Of course Madam Bradley was not demonstrative, nor even cordial, from any ordinary point of view, but from hers, and in the light of our knowledge of her, there was a tremendous difference. Already she had given little Mary a beautiful diamond cross and the famous Bradley silver tea-service. Sarah had softened wonderfully, too, and seemed to feel that since her aunt did not die, it was incumbent upon her to pay her debt to heaven by burying the hatchet. I don't think I ever quite did Sarah justice, so far as her feeling for Madam Bradley went—she appeared to be deeply and genuinely attached to her and was sick with anxiety when the stroke took her. She shared perfectly the grandmother's feeling over the baby, and Margarita's good taste in presenting Roger with such a perfect Bradley was set down to her credit with vigorous justice. For she never forgave poor Alice for the brown little Carters. Alice's children resembled their father, and Sue's (almost grandchildren, in that house) were sickly and comparatively unattractive; but Margarita's daughter, perfect in health, beautiful as a baby angel, active, daring, and enchantingly affectionate, satisfied the old lady's pride completely and she sat for hours contentedly watching her sprawl on an Indian blanket on the floor.

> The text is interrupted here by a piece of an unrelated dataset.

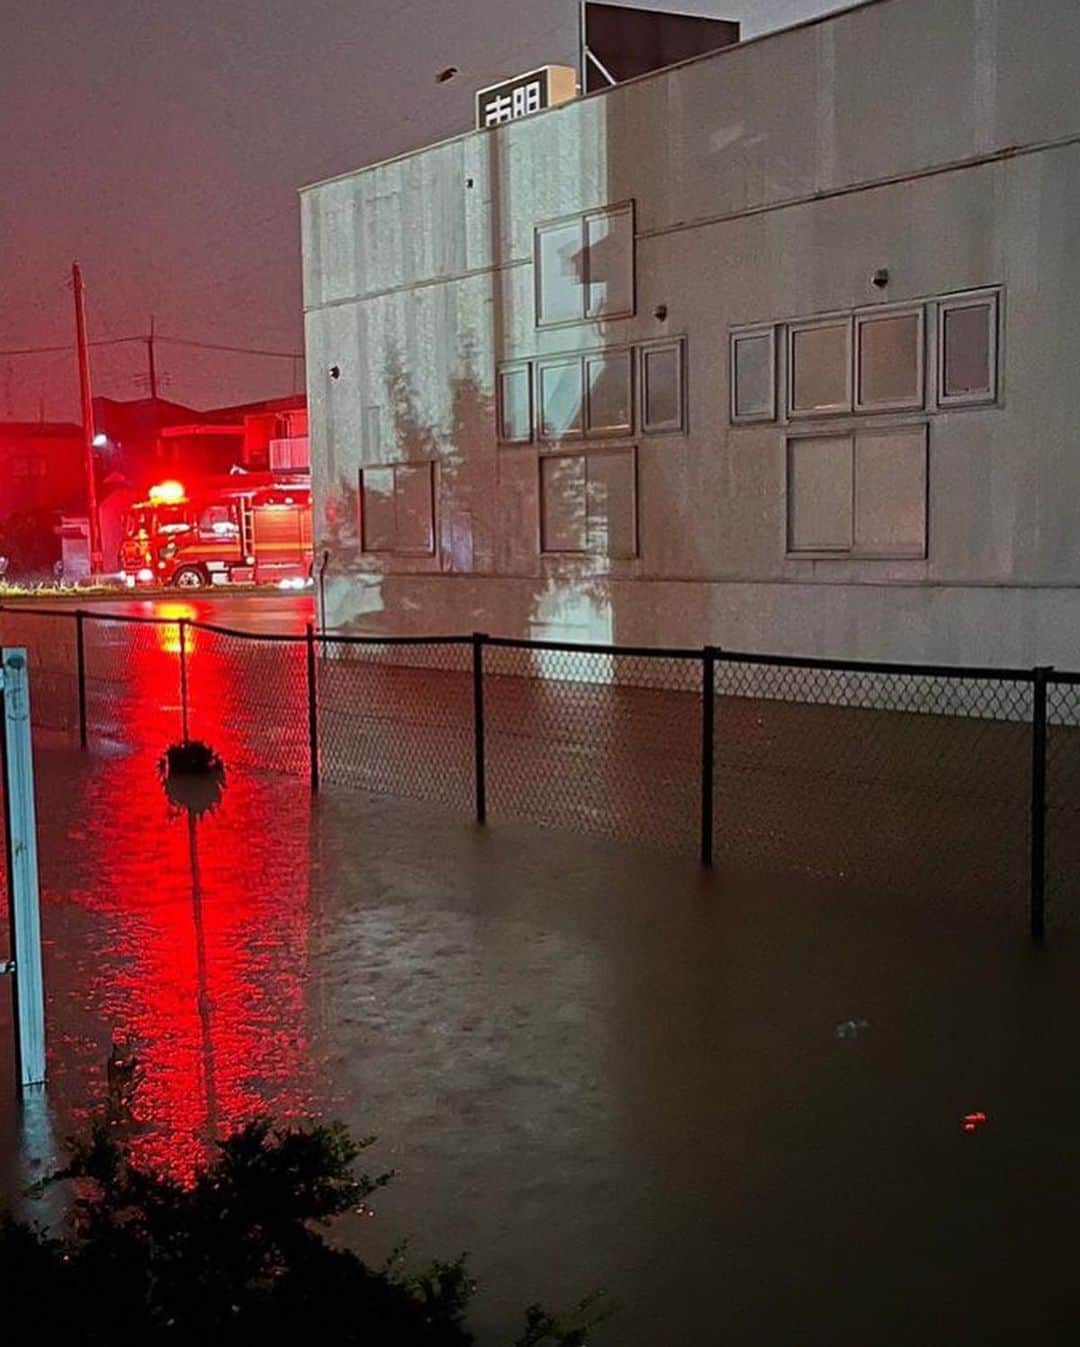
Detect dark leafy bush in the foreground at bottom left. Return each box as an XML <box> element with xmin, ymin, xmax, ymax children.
<box><xmin>0</xmin><ymin>1121</ymin><xmax>597</xmax><ymax>1347</ymax></box>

Either the comfort of renewed relations with her children mended her health or the fatality of the shock was overestimated, for she did not die, not then nor for many years, but lived, happier, perhaps in her affliction than before it, for the bond between her and Roger and Mother Mary, strengthened when she was preparing for death, never loosened again, and more than once, a black-robed, white-coiffed figure has visited the home of her father's like a slim shadow, and carried with her one of the Church's greatest blessings, surely—the healing of old wounds and the restoring of human loves.